Ben looked down to the river and then back to Samantha. He let out an audible breath and pivoted to Samantha. He bent down and handed his letter to her. She took it and read through it.

“Is this it?”

“Is that it? That’s the seventh one I’ve gotten in the last two months.”

“You’re a writer.”

“Not by trade. I just wrote something. I thought it was good, but I guess it just goes to show you what I know.”

“You can’t throw away everything because of this. What about your wife? Your children?”

“They’re better off. My life insurance will pay them more than my old job would have, if I still had it. I gave my soul to this thing and it’s nothing. My whole life is nothing! I’m done! I am just done!”

“What about your faith?”

“Faith in what?”

“In God.”

“God?”

“Yes. I know you believe.”

“Maybe once. I don’t know anymore. Things have just been getting worse. Where has he been?”

“Where have you been?” Samantha returned. Ben looked at her.

“So, that’s how it works? As long as I do what he wants, I get what I want?”

“Well, it’s not quite as black and white as that, but…”

“Look, I’m sorry, but you won’t be convincing anyone about anything today, Sam. Good bye.” Ben closed his eyes, turned away from Samantha and just leapt up over the rail. His eyes were shut tight as he fell over. He could feel the air as he dropped into nothing. He had run the moment over in his head again and again, but it was no preparation for the real sensation. It was as if he were weightless, almost floating through the air. He would have almost sworn he felt happy.

He suddenly felt a tight jerking behind him and his descent came to an abrupt halt. He opened his eyes and saw he was still above the river, but off the bridge, dangling.

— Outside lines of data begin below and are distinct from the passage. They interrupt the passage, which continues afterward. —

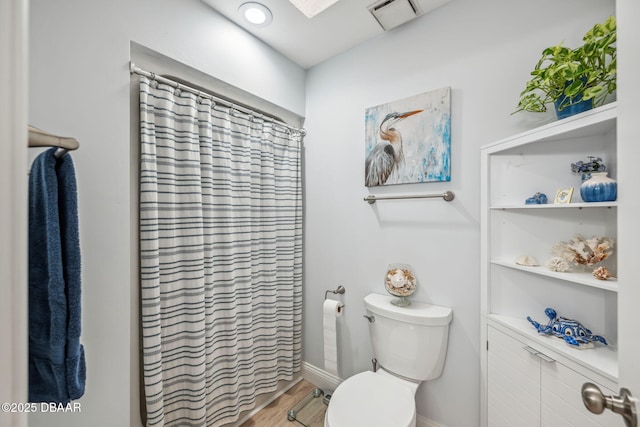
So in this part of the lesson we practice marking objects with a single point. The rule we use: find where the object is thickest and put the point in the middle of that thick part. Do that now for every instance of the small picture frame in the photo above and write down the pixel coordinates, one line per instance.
(563, 195)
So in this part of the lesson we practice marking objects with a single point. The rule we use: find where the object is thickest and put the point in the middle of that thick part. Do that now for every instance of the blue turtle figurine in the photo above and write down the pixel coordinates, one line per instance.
(537, 199)
(572, 331)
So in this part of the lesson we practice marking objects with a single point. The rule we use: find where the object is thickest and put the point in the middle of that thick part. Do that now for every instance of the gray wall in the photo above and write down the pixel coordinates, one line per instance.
(484, 52)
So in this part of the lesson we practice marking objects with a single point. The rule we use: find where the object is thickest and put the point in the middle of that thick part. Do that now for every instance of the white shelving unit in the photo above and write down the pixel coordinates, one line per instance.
(513, 169)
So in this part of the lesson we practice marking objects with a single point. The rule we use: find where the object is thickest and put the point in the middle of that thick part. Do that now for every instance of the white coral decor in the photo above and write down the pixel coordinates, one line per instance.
(558, 264)
(583, 251)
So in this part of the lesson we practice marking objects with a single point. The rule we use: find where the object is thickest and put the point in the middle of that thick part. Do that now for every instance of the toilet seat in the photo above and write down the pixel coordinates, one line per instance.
(372, 400)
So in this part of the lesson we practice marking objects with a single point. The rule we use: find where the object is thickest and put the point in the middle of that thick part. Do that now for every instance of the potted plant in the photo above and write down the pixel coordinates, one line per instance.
(574, 79)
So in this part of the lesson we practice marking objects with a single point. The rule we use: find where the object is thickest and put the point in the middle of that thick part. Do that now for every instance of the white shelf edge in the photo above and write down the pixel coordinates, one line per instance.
(594, 117)
(585, 279)
(556, 206)
(601, 359)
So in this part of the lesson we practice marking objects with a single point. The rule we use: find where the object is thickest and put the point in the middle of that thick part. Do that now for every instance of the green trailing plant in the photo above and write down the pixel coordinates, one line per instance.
(570, 76)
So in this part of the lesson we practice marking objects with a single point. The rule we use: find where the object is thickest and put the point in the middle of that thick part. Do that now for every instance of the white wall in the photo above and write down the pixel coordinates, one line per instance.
(79, 86)
(484, 52)
(13, 209)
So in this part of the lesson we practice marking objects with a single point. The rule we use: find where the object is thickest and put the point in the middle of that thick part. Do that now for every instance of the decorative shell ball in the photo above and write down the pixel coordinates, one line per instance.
(399, 281)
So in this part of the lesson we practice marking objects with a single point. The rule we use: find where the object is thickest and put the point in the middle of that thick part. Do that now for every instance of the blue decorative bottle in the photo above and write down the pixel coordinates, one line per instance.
(599, 188)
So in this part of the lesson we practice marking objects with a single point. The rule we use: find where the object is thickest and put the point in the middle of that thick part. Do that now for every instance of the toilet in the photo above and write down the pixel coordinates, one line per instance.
(410, 345)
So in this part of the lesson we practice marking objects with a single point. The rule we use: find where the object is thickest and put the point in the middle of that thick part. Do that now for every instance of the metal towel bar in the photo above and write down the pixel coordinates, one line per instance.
(447, 196)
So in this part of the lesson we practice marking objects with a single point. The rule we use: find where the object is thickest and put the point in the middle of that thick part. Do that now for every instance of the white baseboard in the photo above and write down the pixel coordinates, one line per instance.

His shirt was pulled up against his neck. He looked up and saw Samantha leaning over the bridge with her arm outstretched downward. Her fist holding tightly to the back of his shirt, and a few small hairs on the back of his neck. He couldn’t believe what he was seeing. Samantha was such a small looking woman with thin, narrow arms yet she was holding Ben’s entire weight with little to no strain, or at least so it seemed.

“I know you feel abandoned and alone. We all feel that way sometimes, but think about the people you’re leaving behind. Things have gotten tough for you. I’m sorry for that, but you’re stronger than you think. If you check out now, you can’t change your mind tomorrow. Sometimes the difference between success and failure is simply holding on. Holding on during the tough times and having faith that what you want, will come.” Sam said. She pulled Ben back up to the bridge. As soon as she let go of his shirt, he fell to the ground flat on his ass. He looked up at Samantha, who was still smiling.

“It’s just gotten so bad for me. For everyone! This whole town has just been getting worse and worse. I just don’t know what to do anymore.” Ben said as tears began to pool under his eyes. Samantha placed her delicate hand on his shoulder and he looked up at her.

“I know. It’s been a tough time for Graveston and I’m sorry for that, but we’re all just doing the best we can. We can’t lose hope now. I think things are going to get better real soon.”

“You do?” Ben asked.

“I absolutely do. Do you agree with me?” Ben looked down. He had the appearance of a child lost in the middle of a department store. He looked back up at Sam and nodded. “Now, are you going to be trying that again?” Ben stared up at her blankly and slowly shook his head. “Good. Now, get home to your family and don’t tell them about this. I think we can both agree they’d be better off not knowing, wouldn’t you?”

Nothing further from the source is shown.